FedPC A PREPRINT
been increased effort on identifying clusters of related users to share model heads, such as with K-Means clustering in
PFedKM [Tang et al., 2021] or through clustered personal embeddings in FedEmbed [Silva et al., 2022]. Notably, there
is no prior work which learns both personal and contextual model heads for personalization within federated learning.
Meta-Learning Global Models
An alternate approach to personalizing federated learning models is through the
adoption of meta-learning [Jiang et al., 2019, Fallah et al., 2020], for learning a global model prior to fine-tuning on
client-data. After cloning the global model as an initialization from all client’s updates, local, client-side models are
permitted to diverge and fine-tune to a user’s individual preferences or data distribution [Fallah et al., 2020, Deng et al.,
2020, Hanzely and Richtárik, 2020, Hanzely et al., 2020, Lin et al., 2019b]. However, computing and applying gradients
for a full model often requires too much time, power, and memory. As such, expensive full-model gradients can often
only be computed and applied when a device is not actively in-use. As in the split-learning literature, there are not
meta-learning approaches for disentangling personal and contextual preferences within personalized federated learning.

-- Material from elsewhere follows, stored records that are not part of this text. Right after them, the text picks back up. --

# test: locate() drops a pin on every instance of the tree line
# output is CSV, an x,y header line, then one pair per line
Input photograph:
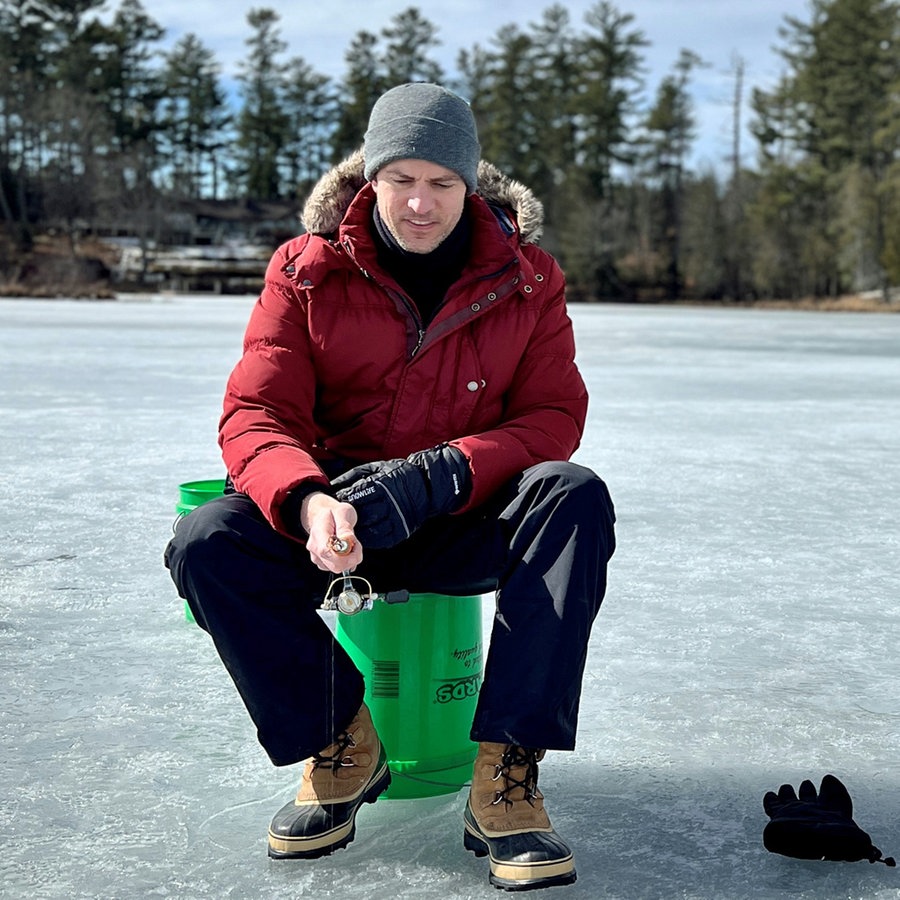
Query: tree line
x,y
99,124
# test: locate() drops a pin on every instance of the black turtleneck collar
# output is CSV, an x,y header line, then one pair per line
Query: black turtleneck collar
x,y
426,277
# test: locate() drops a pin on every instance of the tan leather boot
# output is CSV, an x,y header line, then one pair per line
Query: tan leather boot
x,y
505,819
335,783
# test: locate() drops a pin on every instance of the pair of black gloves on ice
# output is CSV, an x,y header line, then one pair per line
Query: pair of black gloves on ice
x,y
393,498
816,825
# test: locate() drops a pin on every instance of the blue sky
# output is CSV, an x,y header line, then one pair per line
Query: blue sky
x,y
716,30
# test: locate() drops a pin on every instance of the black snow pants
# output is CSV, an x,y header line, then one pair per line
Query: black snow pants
x,y
542,543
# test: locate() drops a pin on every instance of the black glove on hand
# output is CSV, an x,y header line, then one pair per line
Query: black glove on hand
x,y
816,826
393,498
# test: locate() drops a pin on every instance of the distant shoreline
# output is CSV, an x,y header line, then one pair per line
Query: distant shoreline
x,y
850,303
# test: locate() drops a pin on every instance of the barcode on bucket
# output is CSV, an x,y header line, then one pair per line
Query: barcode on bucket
x,y
386,678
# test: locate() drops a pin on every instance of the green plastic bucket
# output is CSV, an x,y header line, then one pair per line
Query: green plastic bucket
x,y
422,664
192,494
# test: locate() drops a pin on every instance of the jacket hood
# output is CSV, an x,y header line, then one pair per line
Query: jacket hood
x,y
334,192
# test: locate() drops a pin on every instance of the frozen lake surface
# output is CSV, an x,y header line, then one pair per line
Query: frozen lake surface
x,y
749,637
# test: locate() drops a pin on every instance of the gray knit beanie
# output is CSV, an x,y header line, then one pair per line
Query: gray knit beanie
x,y
423,121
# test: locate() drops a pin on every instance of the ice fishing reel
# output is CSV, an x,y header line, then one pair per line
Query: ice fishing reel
x,y
342,595
346,597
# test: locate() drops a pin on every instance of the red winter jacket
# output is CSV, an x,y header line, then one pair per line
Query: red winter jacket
x,y
335,364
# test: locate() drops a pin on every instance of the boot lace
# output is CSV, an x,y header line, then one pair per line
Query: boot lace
x,y
338,759
517,758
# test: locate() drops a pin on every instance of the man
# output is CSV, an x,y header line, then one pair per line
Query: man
x,y
404,408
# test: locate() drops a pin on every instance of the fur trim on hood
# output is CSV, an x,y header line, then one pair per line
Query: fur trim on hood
x,y
326,205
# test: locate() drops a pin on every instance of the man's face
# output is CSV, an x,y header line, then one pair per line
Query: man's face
x,y
420,202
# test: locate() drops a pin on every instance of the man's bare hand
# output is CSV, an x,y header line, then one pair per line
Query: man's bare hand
x,y
324,518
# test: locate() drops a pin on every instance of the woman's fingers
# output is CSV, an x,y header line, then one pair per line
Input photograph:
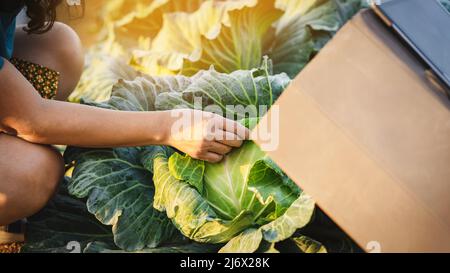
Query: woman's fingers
x,y
233,127
219,148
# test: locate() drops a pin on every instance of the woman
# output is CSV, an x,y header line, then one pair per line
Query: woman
x,y
43,61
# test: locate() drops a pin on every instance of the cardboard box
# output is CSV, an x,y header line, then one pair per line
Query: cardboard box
x,y
366,133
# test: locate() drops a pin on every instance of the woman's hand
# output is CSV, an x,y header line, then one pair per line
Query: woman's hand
x,y
202,135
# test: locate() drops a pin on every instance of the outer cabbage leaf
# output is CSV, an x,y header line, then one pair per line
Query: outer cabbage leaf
x,y
105,64
247,89
240,45
63,226
119,193
297,216
100,247
305,28
137,19
212,35
229,204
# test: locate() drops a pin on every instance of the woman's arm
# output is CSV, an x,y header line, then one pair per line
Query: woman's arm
x,y
25,114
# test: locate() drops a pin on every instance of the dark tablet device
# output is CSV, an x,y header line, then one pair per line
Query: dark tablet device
x,y
425,26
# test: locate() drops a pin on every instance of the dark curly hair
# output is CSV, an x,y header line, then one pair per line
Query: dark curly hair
x,y
42,14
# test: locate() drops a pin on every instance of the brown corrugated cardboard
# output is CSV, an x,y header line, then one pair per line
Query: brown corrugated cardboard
x,y
366,133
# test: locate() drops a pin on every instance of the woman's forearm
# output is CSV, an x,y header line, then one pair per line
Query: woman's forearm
x,y
84,126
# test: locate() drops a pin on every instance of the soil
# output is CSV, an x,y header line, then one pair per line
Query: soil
x,y
10,248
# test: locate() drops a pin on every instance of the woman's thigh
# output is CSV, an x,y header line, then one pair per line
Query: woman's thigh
x,y
59,49
29,176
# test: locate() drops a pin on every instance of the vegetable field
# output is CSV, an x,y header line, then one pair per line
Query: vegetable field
x,y
161,55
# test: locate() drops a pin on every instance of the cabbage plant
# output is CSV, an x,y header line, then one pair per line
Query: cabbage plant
x,y
155,195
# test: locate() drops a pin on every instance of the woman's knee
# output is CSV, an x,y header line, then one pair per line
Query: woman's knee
x,y
29,180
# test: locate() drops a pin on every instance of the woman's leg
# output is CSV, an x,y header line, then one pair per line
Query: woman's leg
x,y
30,173
29,176
59,49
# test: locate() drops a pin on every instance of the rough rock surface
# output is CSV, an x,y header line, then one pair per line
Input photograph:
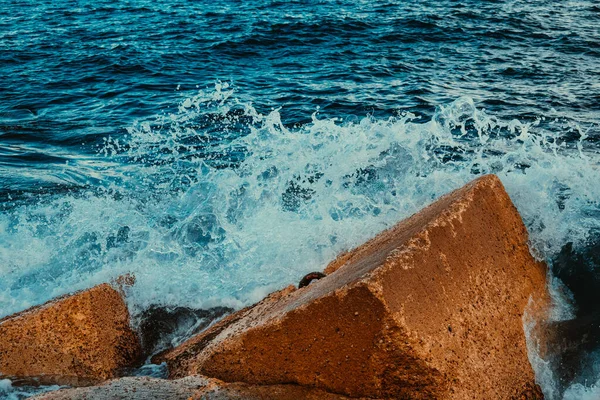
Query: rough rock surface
x,y
77,340
431,308
189,388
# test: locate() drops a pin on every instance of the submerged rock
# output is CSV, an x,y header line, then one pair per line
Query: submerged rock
x,y
163,327
189,388
431,308
571,347
77,339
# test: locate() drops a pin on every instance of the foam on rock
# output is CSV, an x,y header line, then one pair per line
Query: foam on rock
x,y
431,308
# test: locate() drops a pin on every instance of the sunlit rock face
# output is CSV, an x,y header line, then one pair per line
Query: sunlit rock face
x,y
76,340
431,308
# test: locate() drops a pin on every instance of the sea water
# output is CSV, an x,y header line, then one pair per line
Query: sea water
x,y
220,150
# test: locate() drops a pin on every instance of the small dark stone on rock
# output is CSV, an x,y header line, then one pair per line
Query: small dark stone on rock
x,y
308,278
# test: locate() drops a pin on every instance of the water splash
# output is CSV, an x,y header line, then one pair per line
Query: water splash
x,y
218,204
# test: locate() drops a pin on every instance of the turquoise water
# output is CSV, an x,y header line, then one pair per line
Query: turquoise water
x,y
222,150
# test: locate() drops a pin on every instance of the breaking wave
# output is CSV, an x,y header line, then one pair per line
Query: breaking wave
x,y
219,204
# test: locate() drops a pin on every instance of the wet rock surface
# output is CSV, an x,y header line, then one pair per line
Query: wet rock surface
x,y
79,339
161,328
431,308
192,387
572,346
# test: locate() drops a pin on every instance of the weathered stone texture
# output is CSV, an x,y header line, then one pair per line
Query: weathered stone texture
x,y
189,388
431,308
78,339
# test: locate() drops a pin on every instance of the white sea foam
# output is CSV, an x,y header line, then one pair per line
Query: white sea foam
x,y
198,234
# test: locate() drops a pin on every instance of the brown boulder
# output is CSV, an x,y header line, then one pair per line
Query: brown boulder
x,y
78,339
431,308
189,388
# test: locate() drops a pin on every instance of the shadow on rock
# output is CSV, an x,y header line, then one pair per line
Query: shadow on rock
x,y
574,345
162,328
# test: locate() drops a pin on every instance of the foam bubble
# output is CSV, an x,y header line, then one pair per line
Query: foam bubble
x,y
218,204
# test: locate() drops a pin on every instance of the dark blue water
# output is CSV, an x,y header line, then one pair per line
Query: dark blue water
x,y
219,150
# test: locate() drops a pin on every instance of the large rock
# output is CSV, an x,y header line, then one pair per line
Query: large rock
x,y
78,339
188,388
429,309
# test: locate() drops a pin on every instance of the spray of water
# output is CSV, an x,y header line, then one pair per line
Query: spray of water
x,y
218,204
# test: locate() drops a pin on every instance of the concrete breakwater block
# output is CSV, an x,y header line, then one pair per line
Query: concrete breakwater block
x,y
78,339
429,309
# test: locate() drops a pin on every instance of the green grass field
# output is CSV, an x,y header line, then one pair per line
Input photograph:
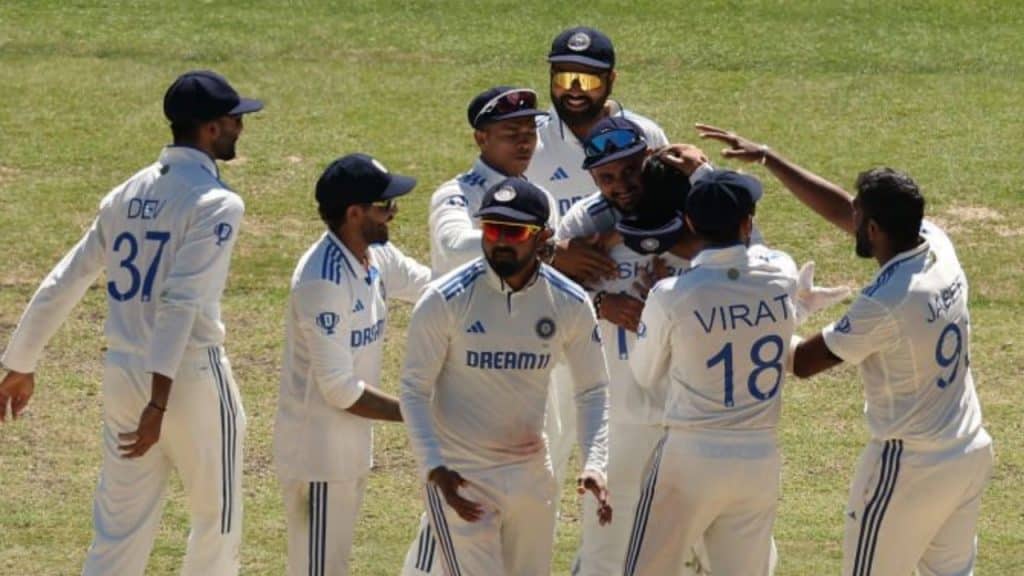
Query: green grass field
x,y
931,87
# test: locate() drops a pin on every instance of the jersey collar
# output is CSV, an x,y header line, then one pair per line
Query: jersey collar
x,y
172,155
730,255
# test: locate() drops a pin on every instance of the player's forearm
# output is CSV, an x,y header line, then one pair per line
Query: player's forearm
x,y
825,198
376,405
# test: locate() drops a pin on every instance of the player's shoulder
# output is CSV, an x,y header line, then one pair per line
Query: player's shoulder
x,y
653,132
459,281
325,261
562,286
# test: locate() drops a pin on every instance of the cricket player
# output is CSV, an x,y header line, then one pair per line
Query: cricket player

Learning with Personal Embeddings
Our work leverages the insight that personal preferences can be represented
using a personalized embedding, allowing the model to condition output predictions on personal preferences without
requiring completely re-trained classification heads or networks. Personal embeddings have been used in prior work
to capture an individual’s “style,” often in imitation learning settings [Tamar et al., 2018, Hsiao et al., 2019, Paleja
et al., 2020, Schrum et al., 2022]. Treating personal embeddings as neural network parameters that are updated on-
device, these approaches learn to embed preferences and condition network output over both input data and preference
embeddings. Most closely related to our work are FedNLG [Lu et al., 2021], which predicts “persona” parameters
for users, and the Global+ model in FedEmbed [Silva et al., 2022], which learns a personal embedding for each user.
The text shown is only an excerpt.